Some residents came walking towards us and slightly behind them two women, each pushing a wheelchair. I got up and walked around. In the living room there was a Monet picture, the kind you can buy framed in big chain stores. The furniture was made of pine and consisted of a large red-patterned sofa, a low coffee table with turned feet and a bookcase. The shelves of the bookcase were empty apart from an ornamental dog, a small candlestick and a glass tea light. The room was decorated to look like home, but of course it didn’t.
I knocked on the bedroom door and opened it again. He was lying as before.
‘You’ve got to come now,’ I said. ‘I’ve got breakfast for you. Your coffee’s getting cold!’
I stood beside him.
‘Come on now, Hans Olav. You can do that afterwards.’
He waved me away with one hand.
I put a hand on his shoulder.
He screamed, a loud rasping scream, I took fright and stepped back.
But I couldn’t give in, I had to show him who was boss, if not I would have problems later, so I took his arm and tried to pull him up. While he tried to get rid of me with one hand he kept wanking with the other.
‘OK,’ I said. ‘Shall I take your breakfast back? Is that what you want?’

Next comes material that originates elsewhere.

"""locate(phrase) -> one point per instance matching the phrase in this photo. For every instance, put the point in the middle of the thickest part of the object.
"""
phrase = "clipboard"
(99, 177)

He screamed again, an equally hoarse rasping scream, but swung his legs down, supported himself with his hands on the mattress and slowly and stiffly pushed himself into a standing position. As he stood up his trousers fell down. He pulled them up and started to walk out of the room, holding them up with one hand. He sat down on his chair and drank his coffee in one draught. I ate my bread and tried to act as if nothing had happened while my heart hammered behind my ribs and all my senses were focused on him.
With one sweeping movement of his hand he sent the glass of juice, the empty coffee cup and the plate of bread flying to the floor. It was all plastic, Irene had made sure of that, and didn’t break.